Arrivé lundi à Addis-Abeba, le président Mattarella y a eu mardi son premier contact avec son homologue Mulatu Teshome, au palais présidentiel. L’Ethiopie, pays où l’Italie joua un rôle de brève colonisation sous le despote Mussolini dans les années 1930, a maintenu des liens de grande proximité avec l’Italie. La République fédérale démocratique d’Ethiopie est aussi, d’ailleurs, un régime parlementaire. Après ce premier contact dans la matinée, M. Mattarella a rencontré le Premier ministre éthiopien Hailemariam Desalegn.

Mais ce voyage est surtout placé sous le signe de la coopération. Le président de la République italienne est accompagné d’une forte délégation comprenant des hommes d’affaires mais aussi des ministres : le sous-secrétaire à la Coopération Mario Giro et, surtout, la ministre de l’Université et de la Recherche, Stefania Giannini. Ce mardi, le chef de l’Etat italien a inauguré à Addis-Abeba un établissement public italien. Une occasion pour rappeler aux élèves italiens, expatriés et éthiopiens, que la culture est la clé de l’avenir, l’antidote contre certains des maux qui minent la planète telles la haine et la violence.
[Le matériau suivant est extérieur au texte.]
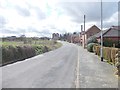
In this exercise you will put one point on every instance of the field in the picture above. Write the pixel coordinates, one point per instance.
(13, 51)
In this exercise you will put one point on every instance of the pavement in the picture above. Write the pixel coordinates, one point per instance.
(69, 66)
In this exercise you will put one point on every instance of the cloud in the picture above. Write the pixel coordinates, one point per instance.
(22, 11)
(92, 10)
(40, 14)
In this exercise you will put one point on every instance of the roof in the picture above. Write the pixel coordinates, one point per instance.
(111, 32)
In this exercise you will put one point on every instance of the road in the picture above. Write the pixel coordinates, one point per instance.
(67, 67)
(53, 69)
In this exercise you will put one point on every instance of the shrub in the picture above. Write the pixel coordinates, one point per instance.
(90, 47)
(14, 53)
(92, 40)
(110, 43)
(108, 53)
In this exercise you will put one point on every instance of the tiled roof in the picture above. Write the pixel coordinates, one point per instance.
(114, 31)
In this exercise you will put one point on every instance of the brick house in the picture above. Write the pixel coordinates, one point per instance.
(55, 36)
(87, 34)
(75, 38)
(112, 34)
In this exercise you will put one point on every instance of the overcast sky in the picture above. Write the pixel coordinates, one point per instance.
(36, 18)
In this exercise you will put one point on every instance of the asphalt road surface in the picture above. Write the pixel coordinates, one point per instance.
(67, 67)
(55, 69)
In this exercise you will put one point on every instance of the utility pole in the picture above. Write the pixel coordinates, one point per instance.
(84, 32)
(81, 35)
(101, 33)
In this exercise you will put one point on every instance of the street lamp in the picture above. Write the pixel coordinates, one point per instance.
(84, 31)
(101, 51)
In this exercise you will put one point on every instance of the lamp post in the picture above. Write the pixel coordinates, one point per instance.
(84, 32)
(101, 51)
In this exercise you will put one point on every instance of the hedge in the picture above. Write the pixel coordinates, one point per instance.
(108, 53)
(12, 54)
(90, 47)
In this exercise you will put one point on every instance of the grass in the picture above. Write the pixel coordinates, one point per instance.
(16, 50)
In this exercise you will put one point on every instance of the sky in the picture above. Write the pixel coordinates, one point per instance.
(41, 18)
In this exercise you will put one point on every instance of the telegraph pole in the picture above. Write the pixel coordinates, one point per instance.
(101, 33)
(84, 32)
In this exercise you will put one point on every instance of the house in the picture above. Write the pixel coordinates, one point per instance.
(112, 34)
(75, 38)
(87, 34)
(55, 36)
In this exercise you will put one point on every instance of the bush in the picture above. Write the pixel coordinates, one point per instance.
(108, 53)
(110, 43)
(90, 47)
(92, 40)
(14, 53)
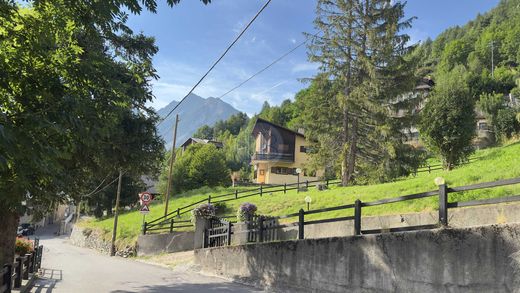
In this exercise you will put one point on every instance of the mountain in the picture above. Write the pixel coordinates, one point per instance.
(194, 112)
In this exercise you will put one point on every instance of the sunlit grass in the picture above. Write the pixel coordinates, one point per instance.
(489, 165)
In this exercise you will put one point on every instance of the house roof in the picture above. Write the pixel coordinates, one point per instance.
(277, 126)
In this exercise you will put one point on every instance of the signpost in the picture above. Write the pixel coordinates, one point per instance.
(145, 198)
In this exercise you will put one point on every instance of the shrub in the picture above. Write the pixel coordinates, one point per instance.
(23, 246)
(506, 124)
(245, 211)
(204, 211)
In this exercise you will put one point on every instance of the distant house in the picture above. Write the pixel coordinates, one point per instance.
(279, 152)
(193, 140)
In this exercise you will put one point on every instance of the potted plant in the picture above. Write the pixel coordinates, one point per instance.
(246, 211)
(204, 211)
(23, 246)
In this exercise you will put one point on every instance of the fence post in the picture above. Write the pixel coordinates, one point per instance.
(7, 277)
(40, 248)
(25, 273)
(260, 229)
(33, 261)
(301, 224)
(357, 217)
(18, 279)
(205, 238)
(443, 204)
(229, 233)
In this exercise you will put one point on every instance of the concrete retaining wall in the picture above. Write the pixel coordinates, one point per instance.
(479, 259)
(160, 243)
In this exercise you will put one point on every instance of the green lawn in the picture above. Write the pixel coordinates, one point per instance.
(488, 165)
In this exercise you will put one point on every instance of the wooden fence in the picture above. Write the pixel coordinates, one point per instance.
(168, 223)
(260, 229)
(12, 274)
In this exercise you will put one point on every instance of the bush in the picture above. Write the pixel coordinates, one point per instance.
(23, 246)
(245, 211)
(506, 124)
(204, 211)
(448, 119)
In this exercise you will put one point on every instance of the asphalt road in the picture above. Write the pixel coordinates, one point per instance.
(67, 268)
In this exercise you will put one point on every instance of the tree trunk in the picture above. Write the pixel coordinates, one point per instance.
(8, 230)
(352, 153)
(344, 151)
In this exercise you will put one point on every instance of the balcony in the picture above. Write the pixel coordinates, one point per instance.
(284, 157)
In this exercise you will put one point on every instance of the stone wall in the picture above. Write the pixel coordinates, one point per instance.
(479, 259)
(89, 238)
(160, 243)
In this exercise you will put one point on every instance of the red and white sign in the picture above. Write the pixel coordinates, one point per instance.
(145, 197)
(144, 210)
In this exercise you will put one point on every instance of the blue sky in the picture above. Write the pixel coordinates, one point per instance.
(191, 36)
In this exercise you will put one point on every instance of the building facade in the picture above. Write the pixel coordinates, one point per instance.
(279, 154)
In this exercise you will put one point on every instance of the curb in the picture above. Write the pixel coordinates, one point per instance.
(30, 283)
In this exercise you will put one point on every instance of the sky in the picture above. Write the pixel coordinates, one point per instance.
(191, 36)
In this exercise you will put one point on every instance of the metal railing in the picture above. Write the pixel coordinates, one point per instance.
(273, 157)
(12, 274)
(260, 229)
(164, 223)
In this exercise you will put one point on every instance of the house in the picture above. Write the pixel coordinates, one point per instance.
(279, 153)
(193, 140)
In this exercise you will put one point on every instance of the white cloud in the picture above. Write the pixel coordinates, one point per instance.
(306, 66)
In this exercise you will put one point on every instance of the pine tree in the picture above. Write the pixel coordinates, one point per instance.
(361, 50)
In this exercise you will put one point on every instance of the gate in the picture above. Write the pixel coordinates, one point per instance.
(218, 233)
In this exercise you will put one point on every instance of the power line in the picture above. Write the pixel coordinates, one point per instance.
(218, 60)
(106, 186)
(265, 68)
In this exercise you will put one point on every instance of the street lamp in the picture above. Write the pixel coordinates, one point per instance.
(298, 171)
(308, 200)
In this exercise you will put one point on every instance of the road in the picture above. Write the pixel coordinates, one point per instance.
(67, 268)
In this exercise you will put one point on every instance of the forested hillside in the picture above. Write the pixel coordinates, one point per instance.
(351, 126)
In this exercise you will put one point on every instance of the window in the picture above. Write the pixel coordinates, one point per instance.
(283, 170)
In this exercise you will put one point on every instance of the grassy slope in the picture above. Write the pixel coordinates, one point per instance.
(489, 165)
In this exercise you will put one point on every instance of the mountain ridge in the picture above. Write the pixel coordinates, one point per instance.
(194, 112)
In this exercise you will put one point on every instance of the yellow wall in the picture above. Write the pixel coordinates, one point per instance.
(300, 159)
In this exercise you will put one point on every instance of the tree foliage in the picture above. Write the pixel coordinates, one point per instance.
(448, 119)
(361, 50)
(74, 87)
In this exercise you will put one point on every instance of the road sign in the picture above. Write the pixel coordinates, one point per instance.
(144, 210)
(145, 197)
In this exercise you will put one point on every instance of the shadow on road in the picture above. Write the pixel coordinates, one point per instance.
(194, 288)
(47, 281)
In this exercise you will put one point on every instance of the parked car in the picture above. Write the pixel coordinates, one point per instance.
(25, 229)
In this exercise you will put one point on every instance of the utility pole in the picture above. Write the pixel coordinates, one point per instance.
(172, 160)
(116, 213)
(492, 59)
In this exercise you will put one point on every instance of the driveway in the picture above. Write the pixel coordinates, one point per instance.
(67, 268)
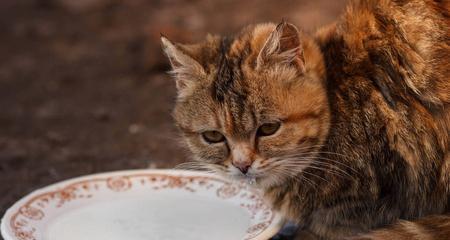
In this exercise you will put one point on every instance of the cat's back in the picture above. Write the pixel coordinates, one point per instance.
(393, 58)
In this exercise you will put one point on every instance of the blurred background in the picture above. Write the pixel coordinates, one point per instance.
(83, 87)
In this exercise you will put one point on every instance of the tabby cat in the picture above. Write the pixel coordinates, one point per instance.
(345, 130)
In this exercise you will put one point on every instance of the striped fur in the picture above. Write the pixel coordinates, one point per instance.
(363, 149)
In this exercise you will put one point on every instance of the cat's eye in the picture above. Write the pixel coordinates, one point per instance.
(213, 136)
(268, 129)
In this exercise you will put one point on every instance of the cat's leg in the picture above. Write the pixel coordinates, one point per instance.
(428, 228)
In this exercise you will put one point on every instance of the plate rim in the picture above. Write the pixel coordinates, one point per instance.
(271, 230)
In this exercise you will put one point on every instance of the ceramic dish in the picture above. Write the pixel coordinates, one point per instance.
(142, 205)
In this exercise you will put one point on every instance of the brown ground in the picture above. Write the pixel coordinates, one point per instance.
(83, 87)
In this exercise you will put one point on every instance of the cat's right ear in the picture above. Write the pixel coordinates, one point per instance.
(186, 70)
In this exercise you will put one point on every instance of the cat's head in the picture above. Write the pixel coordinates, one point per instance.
(252, 106)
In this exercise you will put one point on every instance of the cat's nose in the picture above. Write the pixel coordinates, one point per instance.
(243, 167)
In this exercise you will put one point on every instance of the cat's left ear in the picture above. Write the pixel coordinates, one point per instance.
(186, 70)
(283, 46)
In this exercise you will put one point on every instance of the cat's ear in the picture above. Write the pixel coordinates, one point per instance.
(282, 46)
(186, 70)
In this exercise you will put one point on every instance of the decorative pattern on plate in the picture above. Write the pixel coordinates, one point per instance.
(24, 223)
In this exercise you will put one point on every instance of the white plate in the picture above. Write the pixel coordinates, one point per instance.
(142, 205)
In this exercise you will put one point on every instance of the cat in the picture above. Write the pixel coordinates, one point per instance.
(345, 130)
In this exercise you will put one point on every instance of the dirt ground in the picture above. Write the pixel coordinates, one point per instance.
(83, 87)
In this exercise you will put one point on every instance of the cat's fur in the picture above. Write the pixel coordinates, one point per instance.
(363, 149)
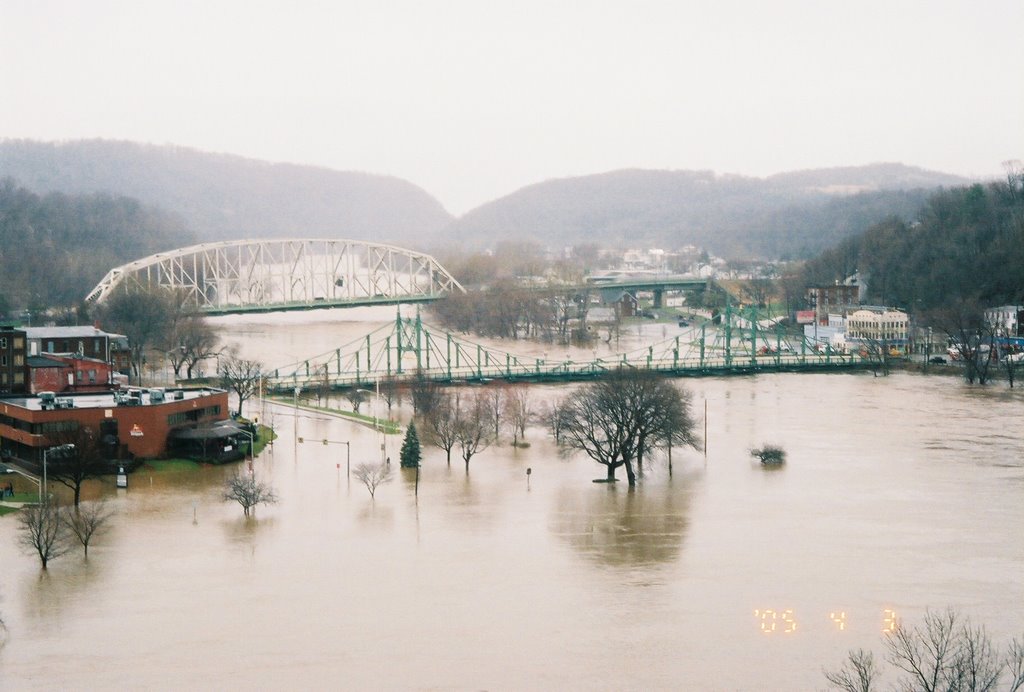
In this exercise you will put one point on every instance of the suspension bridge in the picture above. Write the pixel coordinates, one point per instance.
(409, 349)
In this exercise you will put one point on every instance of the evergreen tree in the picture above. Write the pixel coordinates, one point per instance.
(411, 448)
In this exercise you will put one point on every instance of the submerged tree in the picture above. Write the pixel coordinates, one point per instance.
(86, 521)
(858, 674)
(372, 475)
(617, 420)
(42, 531)
(944, 652)
(241, 376)
(79, 457)
(144, 314)
(441, 425)
(410, 456)
(248, 491)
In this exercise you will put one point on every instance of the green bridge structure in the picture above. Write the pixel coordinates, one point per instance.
(408, 349)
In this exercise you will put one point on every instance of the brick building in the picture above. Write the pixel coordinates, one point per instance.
(60, 374)
(141, 421)
(12, 352)
(839, 298)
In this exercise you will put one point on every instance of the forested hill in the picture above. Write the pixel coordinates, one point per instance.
(224, 197)
(793, 215)
(967, 246)
(55, 248)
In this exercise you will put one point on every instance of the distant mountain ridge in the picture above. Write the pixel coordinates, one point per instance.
(792, 215)
(223, 197)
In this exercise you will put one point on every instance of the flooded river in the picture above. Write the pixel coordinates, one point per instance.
(899, 493)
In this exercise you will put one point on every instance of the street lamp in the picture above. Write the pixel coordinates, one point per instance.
(348, 451)
(42, 486)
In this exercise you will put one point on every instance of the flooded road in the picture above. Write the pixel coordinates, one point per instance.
(899, 493)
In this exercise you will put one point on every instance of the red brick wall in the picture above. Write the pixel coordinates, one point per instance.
(151, 419)
(48, 379)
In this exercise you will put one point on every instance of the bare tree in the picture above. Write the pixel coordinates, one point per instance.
(619, 419)
(86, 521)
(441, 425)
(1015, 663)
(390, 391)
(144, 314)
(945, 652)
(81, 458)
(248, 491)
(42, 531)
(372, 475)
(972, 338)
(857, 675)
(517, 411)
(241, 376)
(355, 397)
(472, 427)
(496, 406)
(190, 341)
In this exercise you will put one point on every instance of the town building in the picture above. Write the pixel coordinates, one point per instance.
(832, 298)
(60, 359)
(59, 374)
(12, 352)
(139, 423)
(877, 325)
(1007, 320)
(90, 342)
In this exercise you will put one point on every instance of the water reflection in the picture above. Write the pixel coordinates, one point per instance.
(621, 527)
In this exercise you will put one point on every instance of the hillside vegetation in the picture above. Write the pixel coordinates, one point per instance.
(967, 245)
(788, 216)
(55, 248)
(223, 198)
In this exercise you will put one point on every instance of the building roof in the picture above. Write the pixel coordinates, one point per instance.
(86, 332)
(218, 430)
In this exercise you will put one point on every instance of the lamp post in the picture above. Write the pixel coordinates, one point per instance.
(348, 452)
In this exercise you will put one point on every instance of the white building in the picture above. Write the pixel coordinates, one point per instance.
(878, 325)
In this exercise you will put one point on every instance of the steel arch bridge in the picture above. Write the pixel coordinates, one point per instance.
(286, 274)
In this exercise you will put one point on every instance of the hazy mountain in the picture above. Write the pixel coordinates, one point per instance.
(220, 197)
(54, 248)
(787, 215)
(224, 197)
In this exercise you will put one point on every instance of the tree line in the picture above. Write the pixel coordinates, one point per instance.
(55, 248)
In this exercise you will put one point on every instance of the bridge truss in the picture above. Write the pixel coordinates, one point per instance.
(264, 275)
(408, 349)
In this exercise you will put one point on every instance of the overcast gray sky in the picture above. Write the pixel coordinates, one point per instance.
(474, 99)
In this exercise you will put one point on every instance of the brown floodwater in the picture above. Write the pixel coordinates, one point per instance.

M. Renzi l’avait dit aussi aux étudiants de Nairobi, au Kenya.

Chrétien de gauche marqué par le tragique épisode de l’assassinat de son frère, Piersanti Mattarella, par la mafia sicilienne en janvier 1989, le président de la République italienne actuel garde intactes ses convictions religieuses. Cela peut expliquer que l’une de ses visites les plus commentées à Addis-Abeba soit celle qu’il a rendue au patriarche Abuna Mattias, patriarche de l’influente Eglise orthodoxe éthiopienne. Le séjour de M. Mattarella prévoit aussi sa visite du camp de réfugiés de Teirkidi Kula (53.000 personnes).

On le sait peu mais l’Ethiopie, pays de provenance de milliers de migrants tentant de gagner l’Europe par l’Italie, accueille aussi sur son sol des milliers d’Erythréens et de Sud-Soudanais fuyant leur pays. Les entretiens avec les officiels d’Addis-Abeba ont également prévu de placer au centre la question du terrorisme. M. Mattarella est connu pour pousser vers une solution politique en Libye, devenue aujourd’hui en Afrique la principale terre d’expansion du djihadisme. D’ailleurs, la semaine dernière, Rome a enterré deux Italiens assassinés en Libye où ils étaient retenus otages du mouvement de l’Etat islamique (EI) depuis juillet.

Le président italien quitte l’Ethiopie pour le Cameroun le 18, vendredi. Au cœur de l’Afrique, on s’apprête à célébrer avec faste la première venue d’un chef d’Etat italien en 70 ans. Ici aussi sont prévus des contacts au plus haut niveau et des marques de consolidation de la coopération économique italo-camerounaise. Une des plus grandes entreprises camerounaises du secteur chocolatier est une société italienne de renommée internationale : la Ferrero-Cameroun qui emploie 200 personnes. Ensuite, le président italien rencontrera des volontaires du mouvement humanitaire catholique romain de Sant’Egidio œuvrant au Cameroun.

La primature italienne indique très régulièrement sa volonté de (re)nouer des rapports mutuellement bénéfiques avec les pays qui avaient été négligés par les gouvernances précédentes. L’Afrique, estime-t-elle, respire un dynamisme qui se traduira en opportunités de développement réelles. Le savoir-faire italien, porté par les milliers de ses PME trouve en Afrique une région d’expression qui apportera, à terme, des solutions aux problèmes d’aujourd’hui en énergie, infrastructures et agriculture notamment.